Syrie: Ottawa pour une solution politique, comme Washington et Moscou

Le Canada s'est prononcé à nouveau mardi en faveur d'une solution politique au conflit syrien, comme l'ont fait plus tôt Washington et Moscou.

"A nos yeux, il n'y a qu'une solution pour mettre fin aux souffrances du peuple syrien et c'est une solution politique", a dit le chef de la diplomatie canadienne John Baird devant la presse.

Il a justifié la réticence d'Ottawa d'armer les rebelles en affirmant qu'il y avait parmi eux "des radicaux extrémistes, des jihadistes", venus du "monde entier".

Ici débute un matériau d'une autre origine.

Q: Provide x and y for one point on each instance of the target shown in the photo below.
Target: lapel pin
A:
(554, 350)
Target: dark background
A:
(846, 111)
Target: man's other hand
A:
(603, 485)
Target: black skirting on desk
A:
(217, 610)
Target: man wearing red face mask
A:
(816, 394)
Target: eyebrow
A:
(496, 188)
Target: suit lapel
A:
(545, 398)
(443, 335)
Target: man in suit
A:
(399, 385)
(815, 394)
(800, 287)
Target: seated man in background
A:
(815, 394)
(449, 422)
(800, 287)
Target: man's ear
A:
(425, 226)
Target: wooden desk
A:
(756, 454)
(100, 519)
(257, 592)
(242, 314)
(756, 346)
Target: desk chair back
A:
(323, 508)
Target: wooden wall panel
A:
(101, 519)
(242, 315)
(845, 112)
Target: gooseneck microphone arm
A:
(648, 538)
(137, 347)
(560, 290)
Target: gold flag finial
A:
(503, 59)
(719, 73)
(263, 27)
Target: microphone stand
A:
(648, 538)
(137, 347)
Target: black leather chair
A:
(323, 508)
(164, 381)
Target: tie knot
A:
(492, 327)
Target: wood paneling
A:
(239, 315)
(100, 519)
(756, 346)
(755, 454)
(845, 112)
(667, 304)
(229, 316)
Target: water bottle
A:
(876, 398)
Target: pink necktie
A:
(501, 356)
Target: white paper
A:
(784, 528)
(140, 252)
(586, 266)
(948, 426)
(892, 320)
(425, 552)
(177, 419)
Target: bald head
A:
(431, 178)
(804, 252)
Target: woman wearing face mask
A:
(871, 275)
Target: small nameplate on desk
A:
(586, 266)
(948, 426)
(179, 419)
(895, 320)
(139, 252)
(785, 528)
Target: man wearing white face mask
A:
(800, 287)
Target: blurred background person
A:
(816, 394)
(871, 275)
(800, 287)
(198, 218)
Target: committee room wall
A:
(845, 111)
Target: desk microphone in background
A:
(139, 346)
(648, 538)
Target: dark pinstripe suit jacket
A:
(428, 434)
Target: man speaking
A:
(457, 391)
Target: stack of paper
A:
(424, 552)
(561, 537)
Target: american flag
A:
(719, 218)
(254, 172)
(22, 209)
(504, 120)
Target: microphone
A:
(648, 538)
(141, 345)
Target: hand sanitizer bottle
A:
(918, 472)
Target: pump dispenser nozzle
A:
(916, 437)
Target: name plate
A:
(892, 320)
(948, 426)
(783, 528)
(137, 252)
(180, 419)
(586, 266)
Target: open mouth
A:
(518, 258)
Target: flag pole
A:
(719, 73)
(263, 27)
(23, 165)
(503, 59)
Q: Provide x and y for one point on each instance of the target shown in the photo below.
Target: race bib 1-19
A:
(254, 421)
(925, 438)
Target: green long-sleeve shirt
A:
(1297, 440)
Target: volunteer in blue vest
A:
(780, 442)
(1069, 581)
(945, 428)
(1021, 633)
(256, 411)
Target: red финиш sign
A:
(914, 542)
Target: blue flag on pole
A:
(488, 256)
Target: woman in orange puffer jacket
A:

Le Canada l'a fait savoir à l'opposition syrienne - qu'il n'a pas officiellement reconnue - et lui a fait part de sa "grande préoccupation au sujet de la persécution des Kurdes, chrétiens, alaouites, chiites et autres minorités".

"Nous voulons faire tout faire pour garantir qu'ils ne soient plus persécutés une fois Assad sera tombé", a assuré le ministre.

Quant à l'utilisation des armes chimiques, dont l'opposition accuse Damas, le chef de la diplomatie canadienne a souligné sa préoccupation, tout en insistant sur le besoin de connaître avec certitude "tous les faits" avant de réagir, faisant une allusion appuyée aux accusations similaires portées par Washington contre le régime irakien de Saddam Hussein et qui se sont révélées non fondées.

Le ministre des Affaires étrangères a fait ses remarques avant que le parlement d'Ottawa entame un débat d'urgence sur la situation en Syrie, demandé par l'opposition.

La Russie et les Etats-Unis se sont entendus mardi à Moscou pour inciter le régime syrien et les rebelles à trouver une solution politique au conflit, et pour encourager la tenue "au plus vite" d'une conférence internationale sur la Syrie, à l'occasion de la première visite du secrétaire d'Etat américain, John Kerry.